By Campbell Gunn, 3x1 Strategic Adviser

The old adage – usually attributed to Harold Wilson, though he claimed that he didn’t recall actually using it – that a week is a long time in politics, has surely never been more true than in the past few days.

First, Nicola Sturgeon wrong-footed the body politic on Monday with her announcement that she would seek a Section 30 Order allowing the Scottish Government to hold a referendum on independence. A debate and vote on the issue - which she will win thanks to support from the Greens - will be held, she announced, next week.

Then on Thursday, as the First Minister was answering questions in the Holyrood chamber, Prime Minister Theresa May was in London rejecting the request before it had even been made.

That won’t stop next week’s vote, which will result in Ms Sturgeon writing to the Prime Minister asking permission to hold the referendum.

Ms May says no referendum should be held before the terms of Brexit are actually known. The First Minister responds by pointing out that she doesn’t propose holding it before autumn 2018. According to the Brexit timetable, that’s when the Brexit deal must be completed.
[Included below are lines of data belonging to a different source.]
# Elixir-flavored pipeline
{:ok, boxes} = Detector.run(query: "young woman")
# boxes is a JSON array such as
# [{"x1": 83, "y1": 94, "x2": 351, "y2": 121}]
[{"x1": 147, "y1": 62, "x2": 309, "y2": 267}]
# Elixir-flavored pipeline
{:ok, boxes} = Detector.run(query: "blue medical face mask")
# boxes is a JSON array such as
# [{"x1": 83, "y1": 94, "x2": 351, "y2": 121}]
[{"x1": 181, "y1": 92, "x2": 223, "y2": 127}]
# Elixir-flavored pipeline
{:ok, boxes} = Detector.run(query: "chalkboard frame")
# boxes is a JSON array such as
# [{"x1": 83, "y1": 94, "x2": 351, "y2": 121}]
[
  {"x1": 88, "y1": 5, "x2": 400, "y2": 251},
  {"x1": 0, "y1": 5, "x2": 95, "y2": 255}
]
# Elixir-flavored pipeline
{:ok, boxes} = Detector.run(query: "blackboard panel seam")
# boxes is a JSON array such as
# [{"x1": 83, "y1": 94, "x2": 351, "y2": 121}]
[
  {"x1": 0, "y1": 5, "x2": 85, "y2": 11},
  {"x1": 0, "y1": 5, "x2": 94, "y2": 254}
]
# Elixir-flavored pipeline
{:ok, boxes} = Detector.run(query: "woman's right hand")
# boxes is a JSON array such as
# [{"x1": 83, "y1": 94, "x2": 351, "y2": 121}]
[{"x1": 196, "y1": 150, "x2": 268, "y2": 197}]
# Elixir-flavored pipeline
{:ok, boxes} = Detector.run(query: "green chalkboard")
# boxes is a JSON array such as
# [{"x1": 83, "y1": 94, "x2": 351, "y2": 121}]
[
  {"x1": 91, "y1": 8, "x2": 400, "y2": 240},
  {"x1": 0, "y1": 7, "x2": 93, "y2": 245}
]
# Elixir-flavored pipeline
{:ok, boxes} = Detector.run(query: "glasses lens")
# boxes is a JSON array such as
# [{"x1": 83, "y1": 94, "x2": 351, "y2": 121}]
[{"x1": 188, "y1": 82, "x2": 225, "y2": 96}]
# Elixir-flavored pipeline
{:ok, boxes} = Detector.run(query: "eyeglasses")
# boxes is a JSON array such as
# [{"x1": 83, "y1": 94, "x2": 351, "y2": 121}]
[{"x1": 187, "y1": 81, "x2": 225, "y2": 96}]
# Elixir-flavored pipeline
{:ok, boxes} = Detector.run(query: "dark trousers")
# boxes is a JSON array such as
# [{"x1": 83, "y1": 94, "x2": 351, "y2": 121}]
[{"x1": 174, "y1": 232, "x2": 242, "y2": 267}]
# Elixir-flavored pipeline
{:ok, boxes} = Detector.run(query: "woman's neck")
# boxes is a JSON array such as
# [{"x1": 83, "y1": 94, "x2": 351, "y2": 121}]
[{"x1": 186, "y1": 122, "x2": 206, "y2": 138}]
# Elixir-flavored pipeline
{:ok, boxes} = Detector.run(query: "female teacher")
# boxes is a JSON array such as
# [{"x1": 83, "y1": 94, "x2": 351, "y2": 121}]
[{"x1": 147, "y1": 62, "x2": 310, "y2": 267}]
The final six months of the two-year exit period, which starts this month, are set aside for ratification of the deal by both the UK Government and the EU.

In the midst of all this, on Wednesday, the annual Scottish Social Attitudes survey found that support for Scottish independence was at 46%. In their survey in 2012 when the last independence referendum campaign was launched, support was at a paltry 23%. The Yes campaign saw that increase to 45% by referendum day. So a base of 46% will be seen by independence supporters as a very good level from which to start.

So what happens now? Nicola Sturgeon will win next week’s vote, will write to Theresa May, and Ms May in turn will reject the request. Neither woman is likely to back down. So in reality we’re unlikely to have another poll on the First Minister’s timetable. However, for Nicola Sturgeon that may be no bad thing. Theresa May has not ruled out allowing a referendum at some time in the future. And the sight of a Conservative leader at Westminster, with a single MP north of the Border, dictating what the Scottish Government can and can’t do may only irritate Scots, and potentially increase the chances of a Yes vote when a poll is finally held.

The week also saw a screeching U-turn from the UK Government on one of the main planks of their Budget, as well as the biggest fine in history for a breach of the electoral rules at the last general election – things which would normally have kept political observers busy for weeks. Instead, they’ve been overshadowed, and almost ignored.

To top it all, we also learned that former Chancellor George Osborne is to become editor of the London Evening Standard. Being a sitting MP, that seems to make a mockery of the old adage that the relationship of a journalist to a politician should be that of a dog to a lamppost.

So look for a barn-storming speech from the SNP leader at her party’s spring conference in Aberdeen this weekend. These are often more like rallies than proper political conferences. The events of the last few days guarantee that will certainly be the case this weekend.